Dear friends. At a time when we can focus negatively on those who no longer come to the Eucharist, I believe it is crucial that we celebrate the people who do come and participate. Today I would like to make the case that the most important thing for us who participate in the Eucharist, is not only that we come but how we come before God at that time. Have we come out of a sense of obligation, habit or have we come as a response of love?

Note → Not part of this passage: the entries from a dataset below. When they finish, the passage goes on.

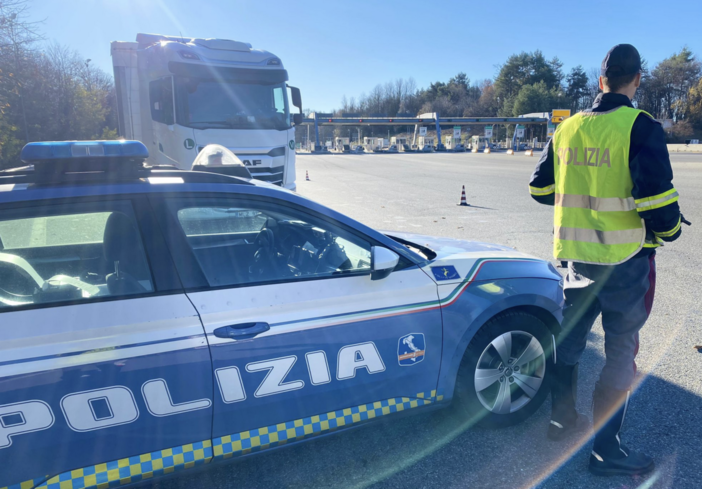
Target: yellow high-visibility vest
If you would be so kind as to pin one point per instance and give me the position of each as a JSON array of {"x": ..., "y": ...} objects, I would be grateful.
[{"x": 595, "y": 216}]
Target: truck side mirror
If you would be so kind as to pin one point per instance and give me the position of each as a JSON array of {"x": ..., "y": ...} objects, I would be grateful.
[{"x": 296, "y": 97}]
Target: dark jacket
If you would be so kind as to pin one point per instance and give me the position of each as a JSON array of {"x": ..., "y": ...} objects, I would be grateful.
[{"x": 649, "y": 165}]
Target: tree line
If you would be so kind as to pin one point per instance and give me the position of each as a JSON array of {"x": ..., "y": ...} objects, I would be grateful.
[
  {"x": 48, "y": 92},
  {"x": 529, "y": 82}
]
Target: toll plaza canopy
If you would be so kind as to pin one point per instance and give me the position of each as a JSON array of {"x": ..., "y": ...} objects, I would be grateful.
[{"x": 329, "y": 119}]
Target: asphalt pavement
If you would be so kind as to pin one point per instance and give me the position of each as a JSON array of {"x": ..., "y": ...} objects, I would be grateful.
[{"x": 419, "y": 193}]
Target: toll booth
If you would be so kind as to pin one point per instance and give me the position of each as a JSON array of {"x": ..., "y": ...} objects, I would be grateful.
[
  {"x": 339, "y": 143},
  {"x": 373, "y": 144},
  {"x": 426, "y": 144},
  {"x": 400, "y": 142},
  {"x": 479, "y": 142}
]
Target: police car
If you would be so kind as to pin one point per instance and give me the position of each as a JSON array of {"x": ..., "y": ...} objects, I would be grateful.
[{"x": 154, "y": 320}]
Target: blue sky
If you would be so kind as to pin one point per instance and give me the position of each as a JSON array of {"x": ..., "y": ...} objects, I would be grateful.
[{"x": 332, "y": 48}]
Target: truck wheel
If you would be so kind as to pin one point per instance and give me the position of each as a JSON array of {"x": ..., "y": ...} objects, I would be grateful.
[{"x": 503, "y": 377}]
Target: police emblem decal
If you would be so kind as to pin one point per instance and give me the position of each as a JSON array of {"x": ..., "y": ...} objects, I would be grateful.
[
  {"x": 411, "y": 349},
  {"x": 447, "y": 272}
]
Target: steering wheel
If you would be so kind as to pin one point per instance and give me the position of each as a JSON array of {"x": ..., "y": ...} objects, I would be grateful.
[{"x": 19, "y": 276}]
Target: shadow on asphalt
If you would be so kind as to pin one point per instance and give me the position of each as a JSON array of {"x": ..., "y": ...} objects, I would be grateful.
[{"x": 441, "y": 449}]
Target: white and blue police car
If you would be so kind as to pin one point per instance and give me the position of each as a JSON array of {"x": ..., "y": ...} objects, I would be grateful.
[{"x": 153, "y": 320}]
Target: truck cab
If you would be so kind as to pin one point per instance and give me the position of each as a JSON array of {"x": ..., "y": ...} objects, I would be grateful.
[{"x": 178, "y": 95}]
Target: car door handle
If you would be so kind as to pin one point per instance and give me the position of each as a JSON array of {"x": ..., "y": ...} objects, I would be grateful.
[{"x": 241, "y": 331}]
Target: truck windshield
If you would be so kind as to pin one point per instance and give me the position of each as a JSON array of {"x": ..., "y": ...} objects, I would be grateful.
[{"x": 207, "y": 103}]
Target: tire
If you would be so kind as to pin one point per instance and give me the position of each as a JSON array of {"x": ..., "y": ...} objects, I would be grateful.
[{"x": 486, "y": 375}]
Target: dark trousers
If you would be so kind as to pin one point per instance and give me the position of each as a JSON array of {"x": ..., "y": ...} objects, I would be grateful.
[{"x": 623, "y": 294}]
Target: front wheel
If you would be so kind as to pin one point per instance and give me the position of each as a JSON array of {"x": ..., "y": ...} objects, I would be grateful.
[{"x": 503, "y": 377}]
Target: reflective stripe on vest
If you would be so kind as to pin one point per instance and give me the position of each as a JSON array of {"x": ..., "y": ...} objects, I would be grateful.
[
  {"x": 602, "y": 204},
  {"x": 595, "y": 216}
]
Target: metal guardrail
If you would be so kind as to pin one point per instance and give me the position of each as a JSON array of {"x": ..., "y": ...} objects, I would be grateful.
[{"x": 400, "y": 121}]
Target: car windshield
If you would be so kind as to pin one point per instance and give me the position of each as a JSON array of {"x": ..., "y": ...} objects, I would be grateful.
[{"x": 209, "y": 104}]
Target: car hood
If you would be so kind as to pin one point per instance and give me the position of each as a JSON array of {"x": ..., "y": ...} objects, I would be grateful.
[
  {"x": 449, "y": 246},
  {"x": 459, "y": 261}
]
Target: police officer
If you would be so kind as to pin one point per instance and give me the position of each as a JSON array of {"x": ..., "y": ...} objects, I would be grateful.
[{"x": 608, "y": 175}]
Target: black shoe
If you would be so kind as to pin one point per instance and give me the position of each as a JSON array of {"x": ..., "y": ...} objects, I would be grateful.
[
  {"x": 565, "y": 420},
  {"x": 633, "y": 463},
  {"x": 609, "y": 456}
]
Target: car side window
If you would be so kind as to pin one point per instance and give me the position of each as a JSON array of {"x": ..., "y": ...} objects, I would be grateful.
[
  {"x": 245, "y": 243},
  {"x": 70, "y": 252}
]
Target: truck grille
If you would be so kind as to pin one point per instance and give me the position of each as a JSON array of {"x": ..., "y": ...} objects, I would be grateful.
[{"x": 271, "y": 175}]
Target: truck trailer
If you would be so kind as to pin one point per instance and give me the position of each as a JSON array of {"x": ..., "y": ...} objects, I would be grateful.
[{"x": 177, "y": 95}]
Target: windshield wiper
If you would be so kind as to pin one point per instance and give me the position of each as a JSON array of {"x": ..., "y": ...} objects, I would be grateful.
[{"x": 428, "y": 253}]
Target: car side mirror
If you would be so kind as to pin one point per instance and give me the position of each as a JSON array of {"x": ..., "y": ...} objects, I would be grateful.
[{"x": 383, "y": 262}]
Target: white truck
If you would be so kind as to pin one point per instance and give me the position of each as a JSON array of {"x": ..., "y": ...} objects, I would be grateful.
[{"x": 177, "y": 95}]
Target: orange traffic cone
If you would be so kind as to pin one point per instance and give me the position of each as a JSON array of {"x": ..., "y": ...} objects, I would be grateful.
[{"x": 464, "y": 202}]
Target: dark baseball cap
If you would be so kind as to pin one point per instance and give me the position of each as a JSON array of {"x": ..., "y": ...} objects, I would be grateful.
[{"x": 622, "y": 59}]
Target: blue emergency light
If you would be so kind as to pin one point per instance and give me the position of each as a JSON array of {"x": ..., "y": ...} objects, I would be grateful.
[{"x": 56, "y": 151}]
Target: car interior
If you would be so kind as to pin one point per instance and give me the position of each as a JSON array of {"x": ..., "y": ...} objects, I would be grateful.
[
  {"x": 41, "y": 271},
  {"x": 258, "y": 247}
]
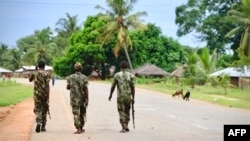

At the heart of our call to participate fully in the Mass is the invitation for each one of us to make our lives a gift to God as God has made himself a gift to us. This, in a nutshell, is everything. When we come to Mass, we might have a hundred distractions in our minds. We may be happy or sad, joyful or worried, in good health or in bad. We may have had a good week or a terrible one. We may feel close to God or distant from Him. We might have come more out of obligation that of desire. But the main thing is that we have come. If we can say by our coming: ‘here I am Lord, accept me as I am. Here is my heart that you know so well. Accept my life that I offer to you in this Mass. Take my body, my soul, all that I am and all that I do’. If we can make this our prayer then our participation in the Mass will be meaningful and beautiful.


The Scriptures for this fifth Sunday of Lent invite us to do just that. The first reading from Jeremiah speaks about a new covenant. But what does this word ‘covenant’ mean? It is like a marriage vow - that God has chosen us as his own people and that we respond by giving ourselves to him. ‘I will be your God and you will be my people’. God’s covenant with us is like a couple on their wedding day who say to one another: ‘I give myself completely to you and you give yourself completely to me’.


On God’s side, this self-giving reached its climax on Calvary. On the night before he suffered at the Last Supper, in a moment of intense emotion and love, Jesus spoke about this ‘new and everlasting covenant’ that would be sealed in his own blood that would be poured out the following day. This is what we are asked to do as well -  to offer up our lives to God in trust and making them a generous gift to Him. This, however, is not easy for it is counter-intuitive. We are not naturally disposed to offer our lives to anyone, even to God. We want to gain not to lose.


Only love makes this possible and here is the great paradox of our faith. Only by giving ourselves away do we get ourselves back. Only by dying to ourselves can we find new life. As Jesus teaches us in today’s Gospel: ‘Unless a wheat grain falls to the ground and dies it remains a single grain; but if it dies it yields a rich harvest’. No one exemplified this more than Jesus himself. He was the grain of wheat who died and because he did, we have life through him.


I conclude with one of the most beautiful prayers from our Catholic tradition that best captures this spirit of self-offering that we hope to bring to the Eucharist. It was written by St Ignatius of Loyola (1491-1556), founder of the Jesuits:

‘Take, Lord, and receive all my liberty, my memory, my understanding and my entire will. All I have and call my own. You have given all to me. To you, Lord, I return it. Everything is yours; do with it what you will. Give me only your love and your grace. That is enough for me. Amen.’